Un'altra cactaceae coltivata come pianta da frutto è la Pitaya (Hylocereus undatus), tuttavia è una specie subtropicale ed, in Italia, si può coltivare solo negli angoli più miti, dove le gelate siano rare e lievissime.

Esistono anche specie epifite, come la Rhipsalis paradoxa, pianta rampicante che cresce sui tronchi degli alberi della foresta brasiliana.

Carnegiea gigantea

Rebutia minuscula

Hylocereus undatus

La famiglia delle Solanaceae è composta da circa 3000 specie, alcune delle quali sono i più comuni ortaggi, come Pomodori, Melanzane, Peperoni e Patate.
Altre specie, invece, producono droghe (Tabacco), sostanze tossiche, od addirittura allucinogene (Atropa belladonna o Mandragora autumnalis).

Buona parte delle Solanaceae sono native del nuovo mondo, come il Tamarillo (Cyphomandra betacea), pianta poco longeva che produce frutti simili a pomodori o l'Alchechengio (Physalis alkekengi), ortaggio che produce frutti arancioni, racchiusi in un involucro molto ornamentale, a forma di lanterna. Esistono anche Solanaceae non americane, come il Goji (Lycium barbarum), le cui bacche essiccate sono ormai diventate comuni in tutti i negozi di alimentari ed erboristerie.

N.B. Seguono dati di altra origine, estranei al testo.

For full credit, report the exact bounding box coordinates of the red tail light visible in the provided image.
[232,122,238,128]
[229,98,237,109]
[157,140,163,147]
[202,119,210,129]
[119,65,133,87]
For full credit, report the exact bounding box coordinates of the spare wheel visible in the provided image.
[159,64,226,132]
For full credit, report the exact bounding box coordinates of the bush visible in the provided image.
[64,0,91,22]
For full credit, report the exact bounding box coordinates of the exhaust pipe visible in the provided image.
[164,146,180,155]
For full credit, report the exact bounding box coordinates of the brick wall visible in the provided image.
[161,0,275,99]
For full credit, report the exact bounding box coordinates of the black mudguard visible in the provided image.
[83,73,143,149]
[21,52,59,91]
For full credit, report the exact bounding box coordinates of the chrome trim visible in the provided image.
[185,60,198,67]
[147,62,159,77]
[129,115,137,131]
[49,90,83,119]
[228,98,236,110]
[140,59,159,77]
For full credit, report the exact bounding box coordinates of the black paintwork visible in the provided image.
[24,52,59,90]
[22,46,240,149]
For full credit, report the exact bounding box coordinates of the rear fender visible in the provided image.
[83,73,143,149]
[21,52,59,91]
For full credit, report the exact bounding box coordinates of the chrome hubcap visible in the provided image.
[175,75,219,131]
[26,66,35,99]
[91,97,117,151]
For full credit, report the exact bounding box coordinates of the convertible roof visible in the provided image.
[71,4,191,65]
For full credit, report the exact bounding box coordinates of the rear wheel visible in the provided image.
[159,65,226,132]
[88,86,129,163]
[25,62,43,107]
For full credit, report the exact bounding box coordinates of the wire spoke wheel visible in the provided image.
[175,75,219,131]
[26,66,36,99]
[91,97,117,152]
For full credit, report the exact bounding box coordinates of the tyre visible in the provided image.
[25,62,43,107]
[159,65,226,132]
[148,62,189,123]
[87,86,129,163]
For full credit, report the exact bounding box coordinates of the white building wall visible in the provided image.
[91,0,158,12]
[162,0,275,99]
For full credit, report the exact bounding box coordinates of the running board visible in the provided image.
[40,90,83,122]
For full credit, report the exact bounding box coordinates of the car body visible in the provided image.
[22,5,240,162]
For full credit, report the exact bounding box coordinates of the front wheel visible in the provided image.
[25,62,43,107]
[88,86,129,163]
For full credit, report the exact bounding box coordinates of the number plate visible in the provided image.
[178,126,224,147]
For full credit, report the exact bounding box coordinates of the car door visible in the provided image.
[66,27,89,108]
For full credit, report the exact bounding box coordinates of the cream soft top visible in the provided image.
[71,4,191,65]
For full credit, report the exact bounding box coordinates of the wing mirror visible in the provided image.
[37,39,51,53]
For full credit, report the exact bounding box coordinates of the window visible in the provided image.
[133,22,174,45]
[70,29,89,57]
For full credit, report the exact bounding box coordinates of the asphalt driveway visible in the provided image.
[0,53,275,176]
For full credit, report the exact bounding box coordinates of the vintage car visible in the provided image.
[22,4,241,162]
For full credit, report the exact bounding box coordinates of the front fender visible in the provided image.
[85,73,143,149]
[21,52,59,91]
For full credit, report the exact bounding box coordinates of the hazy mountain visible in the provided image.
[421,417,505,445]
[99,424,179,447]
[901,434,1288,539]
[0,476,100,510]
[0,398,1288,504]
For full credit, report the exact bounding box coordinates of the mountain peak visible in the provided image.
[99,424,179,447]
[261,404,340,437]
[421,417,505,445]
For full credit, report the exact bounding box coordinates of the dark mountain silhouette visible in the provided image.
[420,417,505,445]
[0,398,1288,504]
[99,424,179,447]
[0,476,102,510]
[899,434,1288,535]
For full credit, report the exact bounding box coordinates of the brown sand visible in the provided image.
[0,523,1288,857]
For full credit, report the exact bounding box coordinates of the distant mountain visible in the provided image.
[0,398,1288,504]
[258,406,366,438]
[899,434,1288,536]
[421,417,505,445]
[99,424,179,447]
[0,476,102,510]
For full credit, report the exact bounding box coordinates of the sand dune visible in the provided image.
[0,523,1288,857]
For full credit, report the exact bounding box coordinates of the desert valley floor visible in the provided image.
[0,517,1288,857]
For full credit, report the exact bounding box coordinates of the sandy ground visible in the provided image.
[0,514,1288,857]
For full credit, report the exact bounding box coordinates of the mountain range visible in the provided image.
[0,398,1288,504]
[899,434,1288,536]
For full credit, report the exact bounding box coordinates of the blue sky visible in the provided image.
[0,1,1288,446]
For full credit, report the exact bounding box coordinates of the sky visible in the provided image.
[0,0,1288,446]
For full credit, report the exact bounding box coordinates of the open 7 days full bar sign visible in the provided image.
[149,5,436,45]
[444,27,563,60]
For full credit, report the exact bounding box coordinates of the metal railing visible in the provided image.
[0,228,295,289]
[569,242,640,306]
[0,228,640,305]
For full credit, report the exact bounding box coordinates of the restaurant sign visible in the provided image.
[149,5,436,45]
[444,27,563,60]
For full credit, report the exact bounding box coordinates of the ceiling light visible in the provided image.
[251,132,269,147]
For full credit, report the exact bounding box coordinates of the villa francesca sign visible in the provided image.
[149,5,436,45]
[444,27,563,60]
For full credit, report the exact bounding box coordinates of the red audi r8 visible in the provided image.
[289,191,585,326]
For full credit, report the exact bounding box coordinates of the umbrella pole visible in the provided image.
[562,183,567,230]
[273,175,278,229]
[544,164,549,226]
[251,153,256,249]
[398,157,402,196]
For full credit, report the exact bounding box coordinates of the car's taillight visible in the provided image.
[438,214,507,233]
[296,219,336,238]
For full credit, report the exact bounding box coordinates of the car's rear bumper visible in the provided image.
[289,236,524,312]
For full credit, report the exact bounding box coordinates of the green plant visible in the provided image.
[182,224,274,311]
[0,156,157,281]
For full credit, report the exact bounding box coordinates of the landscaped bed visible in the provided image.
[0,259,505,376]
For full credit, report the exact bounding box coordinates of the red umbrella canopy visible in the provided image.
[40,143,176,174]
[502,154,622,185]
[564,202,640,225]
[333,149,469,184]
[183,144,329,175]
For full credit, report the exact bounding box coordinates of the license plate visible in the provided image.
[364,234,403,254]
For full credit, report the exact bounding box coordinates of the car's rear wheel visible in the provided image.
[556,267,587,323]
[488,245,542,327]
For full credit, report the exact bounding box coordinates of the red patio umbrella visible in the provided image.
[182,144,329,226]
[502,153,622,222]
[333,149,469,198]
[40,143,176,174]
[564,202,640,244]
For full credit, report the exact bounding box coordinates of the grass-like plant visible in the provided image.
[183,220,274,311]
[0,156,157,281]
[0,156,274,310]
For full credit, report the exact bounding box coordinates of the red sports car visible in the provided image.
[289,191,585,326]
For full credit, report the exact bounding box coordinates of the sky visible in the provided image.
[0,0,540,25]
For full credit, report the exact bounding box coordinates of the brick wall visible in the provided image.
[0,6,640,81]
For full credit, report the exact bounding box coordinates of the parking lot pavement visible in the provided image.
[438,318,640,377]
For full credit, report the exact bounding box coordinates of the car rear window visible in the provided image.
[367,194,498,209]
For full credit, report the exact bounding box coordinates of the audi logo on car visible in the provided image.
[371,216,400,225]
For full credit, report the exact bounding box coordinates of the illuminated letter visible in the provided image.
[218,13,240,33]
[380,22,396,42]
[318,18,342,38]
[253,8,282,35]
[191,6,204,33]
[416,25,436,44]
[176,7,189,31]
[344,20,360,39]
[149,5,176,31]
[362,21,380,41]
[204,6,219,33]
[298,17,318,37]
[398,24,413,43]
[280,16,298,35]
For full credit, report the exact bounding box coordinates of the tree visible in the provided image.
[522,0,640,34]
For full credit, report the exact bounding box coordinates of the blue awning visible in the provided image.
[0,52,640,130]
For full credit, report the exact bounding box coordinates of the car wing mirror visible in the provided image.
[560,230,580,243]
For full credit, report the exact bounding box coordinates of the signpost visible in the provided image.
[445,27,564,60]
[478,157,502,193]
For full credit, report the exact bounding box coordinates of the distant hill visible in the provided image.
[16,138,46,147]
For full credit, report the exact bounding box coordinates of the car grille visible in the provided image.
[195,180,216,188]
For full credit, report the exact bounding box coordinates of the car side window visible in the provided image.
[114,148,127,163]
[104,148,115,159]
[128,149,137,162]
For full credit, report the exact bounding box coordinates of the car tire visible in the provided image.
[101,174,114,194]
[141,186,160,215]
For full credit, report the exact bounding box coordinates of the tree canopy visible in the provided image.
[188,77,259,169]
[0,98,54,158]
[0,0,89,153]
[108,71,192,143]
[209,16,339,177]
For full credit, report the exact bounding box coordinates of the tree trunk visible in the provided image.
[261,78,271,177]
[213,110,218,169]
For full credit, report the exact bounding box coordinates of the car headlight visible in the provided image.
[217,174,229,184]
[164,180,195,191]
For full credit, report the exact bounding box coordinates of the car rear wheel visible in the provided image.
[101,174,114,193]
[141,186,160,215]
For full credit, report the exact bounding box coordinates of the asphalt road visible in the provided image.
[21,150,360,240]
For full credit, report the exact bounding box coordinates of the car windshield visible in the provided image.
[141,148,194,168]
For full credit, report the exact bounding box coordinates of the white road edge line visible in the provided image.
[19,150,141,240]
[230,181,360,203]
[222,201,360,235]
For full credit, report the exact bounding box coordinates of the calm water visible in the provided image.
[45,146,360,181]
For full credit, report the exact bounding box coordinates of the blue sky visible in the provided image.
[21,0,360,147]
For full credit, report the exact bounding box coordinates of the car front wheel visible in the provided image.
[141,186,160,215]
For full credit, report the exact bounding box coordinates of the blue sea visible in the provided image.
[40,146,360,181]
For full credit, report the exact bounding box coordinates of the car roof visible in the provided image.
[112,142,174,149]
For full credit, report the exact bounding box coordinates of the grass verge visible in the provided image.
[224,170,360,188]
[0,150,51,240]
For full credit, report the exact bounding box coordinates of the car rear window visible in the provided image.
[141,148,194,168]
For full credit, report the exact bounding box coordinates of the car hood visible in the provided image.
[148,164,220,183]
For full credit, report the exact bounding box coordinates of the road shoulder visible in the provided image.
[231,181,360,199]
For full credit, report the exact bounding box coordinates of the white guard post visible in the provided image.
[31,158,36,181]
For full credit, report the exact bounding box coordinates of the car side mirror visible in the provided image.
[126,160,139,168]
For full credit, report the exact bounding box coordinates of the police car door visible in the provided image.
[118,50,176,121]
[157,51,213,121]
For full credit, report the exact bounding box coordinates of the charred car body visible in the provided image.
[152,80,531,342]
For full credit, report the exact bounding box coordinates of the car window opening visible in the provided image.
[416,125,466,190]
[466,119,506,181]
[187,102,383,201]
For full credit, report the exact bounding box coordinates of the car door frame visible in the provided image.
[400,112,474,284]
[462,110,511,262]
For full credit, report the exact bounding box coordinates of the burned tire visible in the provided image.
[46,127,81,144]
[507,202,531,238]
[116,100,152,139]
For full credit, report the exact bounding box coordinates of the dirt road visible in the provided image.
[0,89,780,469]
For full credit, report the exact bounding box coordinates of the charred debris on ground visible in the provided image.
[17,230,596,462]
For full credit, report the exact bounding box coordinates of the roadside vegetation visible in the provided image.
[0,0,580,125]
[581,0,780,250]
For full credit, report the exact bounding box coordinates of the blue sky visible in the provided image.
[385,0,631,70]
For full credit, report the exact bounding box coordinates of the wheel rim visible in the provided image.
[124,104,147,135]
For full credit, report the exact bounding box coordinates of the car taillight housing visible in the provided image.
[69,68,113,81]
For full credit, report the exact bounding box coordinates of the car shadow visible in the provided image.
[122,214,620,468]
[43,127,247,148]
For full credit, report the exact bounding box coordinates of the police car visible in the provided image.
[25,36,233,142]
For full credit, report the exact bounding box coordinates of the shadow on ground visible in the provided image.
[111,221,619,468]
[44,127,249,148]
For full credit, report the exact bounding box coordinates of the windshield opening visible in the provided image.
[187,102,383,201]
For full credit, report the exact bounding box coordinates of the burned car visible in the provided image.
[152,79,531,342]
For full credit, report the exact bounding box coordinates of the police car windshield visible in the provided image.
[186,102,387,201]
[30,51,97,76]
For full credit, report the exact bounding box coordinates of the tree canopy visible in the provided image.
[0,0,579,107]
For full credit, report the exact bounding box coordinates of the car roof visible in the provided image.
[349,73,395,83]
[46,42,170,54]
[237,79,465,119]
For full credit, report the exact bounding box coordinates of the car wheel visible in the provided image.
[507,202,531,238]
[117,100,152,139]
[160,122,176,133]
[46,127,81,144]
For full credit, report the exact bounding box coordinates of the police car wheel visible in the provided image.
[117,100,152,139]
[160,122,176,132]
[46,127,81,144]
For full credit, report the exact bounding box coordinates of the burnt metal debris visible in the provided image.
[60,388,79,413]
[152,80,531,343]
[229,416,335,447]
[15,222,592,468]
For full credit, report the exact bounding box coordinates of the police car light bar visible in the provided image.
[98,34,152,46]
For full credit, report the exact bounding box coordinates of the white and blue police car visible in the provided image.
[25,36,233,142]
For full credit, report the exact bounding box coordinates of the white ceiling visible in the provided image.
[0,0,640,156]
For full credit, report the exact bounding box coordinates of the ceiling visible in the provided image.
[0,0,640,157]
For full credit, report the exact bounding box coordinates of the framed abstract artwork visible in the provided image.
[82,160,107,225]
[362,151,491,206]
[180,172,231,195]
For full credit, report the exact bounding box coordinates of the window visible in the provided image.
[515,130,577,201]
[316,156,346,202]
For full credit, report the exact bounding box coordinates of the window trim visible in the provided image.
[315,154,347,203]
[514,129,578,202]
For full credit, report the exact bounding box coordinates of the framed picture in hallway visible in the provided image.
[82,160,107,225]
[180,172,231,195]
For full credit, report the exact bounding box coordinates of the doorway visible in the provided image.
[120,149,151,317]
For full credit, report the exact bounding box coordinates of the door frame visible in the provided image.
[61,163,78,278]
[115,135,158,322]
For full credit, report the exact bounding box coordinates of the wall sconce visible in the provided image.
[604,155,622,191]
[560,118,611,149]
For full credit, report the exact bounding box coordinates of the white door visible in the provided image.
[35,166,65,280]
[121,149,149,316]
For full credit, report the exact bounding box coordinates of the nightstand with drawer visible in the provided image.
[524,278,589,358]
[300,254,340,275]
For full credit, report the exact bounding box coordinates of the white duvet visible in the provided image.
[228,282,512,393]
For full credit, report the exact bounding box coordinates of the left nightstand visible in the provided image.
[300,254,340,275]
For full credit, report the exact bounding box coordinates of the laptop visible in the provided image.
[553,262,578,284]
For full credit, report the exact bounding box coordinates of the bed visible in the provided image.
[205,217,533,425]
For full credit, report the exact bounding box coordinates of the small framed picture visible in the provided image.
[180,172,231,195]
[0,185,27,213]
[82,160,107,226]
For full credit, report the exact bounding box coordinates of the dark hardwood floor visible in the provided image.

Non mancano neppure bellissime piante ornamentali, come la Brugmansia suaveolens, arbusto brasiliano che produce grossi fiori dai colori sgargianti.

Pianta di Pomodoro

Physalis alkekengi

Brugmansia suaveolens

Le Moraceae, che nulla ha a che vedere con le More (che sono Rosaceae) è un famiglia con circa 1100 specie, distribuite nelle zone calde del Mondo.
All'interno di questa famiglia, il genere Ficus è quello più grande, con ben 750 specie. Tra di esse possiamo citare il Fico (Ficus carica), nota pianta da frutto mediterranea e molte altre più tropicali, come il Ficus macrophylla, albero enorme, che sviluppa impressionanti radici aeree.

Alle Moraceae appartengono tutte le specie di Gelso (Morus alba, Morus nigra, etc.), la pianta che produce il frutto più grande al mondo, ovvero il Jackfruit (Artocarpus heterophyllus).

In linea di massima molte piante di questa famiglia tendono ad aver uno sviluppo notevole, con radici espanse e profonde, a produrre frutti molto dolci e lattice (ad es. se il legno viene danneggiato o se si rimuove una foglia).

More di Gelso
Jackfruit

Radici Ficus

L'ultima famiglia di cui vorrei parlare, anche se in realtà ce ne sarebbero molte altre non meno importanti, è quella delle Annonaceae.

Le Annonaceae contano circa 2400 specie, distribuite prevalentemente nelle zone tropicali. Esse sono tra le Angiosperme più primitive ed hanno fiori attraenti più le mosche, rispetto alle Api, con possibili problemi di scarsa impollinazione.

Molte Annonaceae sono producono frutti commestibili, tra cui l'Annona cherimola, pianta che cresce sulle Ande, adatta alla coltivazione in zone subtropicali o la più tropicale Graviola (Annona muricata).
L'Asimina triloba è invece l'eccezione che conferma la regola, essa è infatti una pianta da frutto da climi temperati freddi, che resiste (anzi ha bisogno) del gelo invernale per fruttificare.
I frutti delle Annonaceae hanno solitamente una polpa soffice (cremosa), in cui sono immersi numerosi semi.

Non mancano specie ornamentali, come l'Artabotrys hexapetalus, un rampicante tropicale che produce profumatissimi fiori gialli.

Frutticino Graviola

Fiori Asimina Triloba

Atemoya

Fiori Artabotrys hexapetalus

Ovviamente era impensabile parlare delle oltre 400 famiglie di Angiosperme, quindi la maggior parte non sono state citate.
Ho solo ricercato quelle più comuni, ampie e diffuse, in modo tale che, osservando un giardino in fiore, facendo il vostro primo orto o visitando un parco botanico, possiate notare similitudini e differenze tra le varie piante.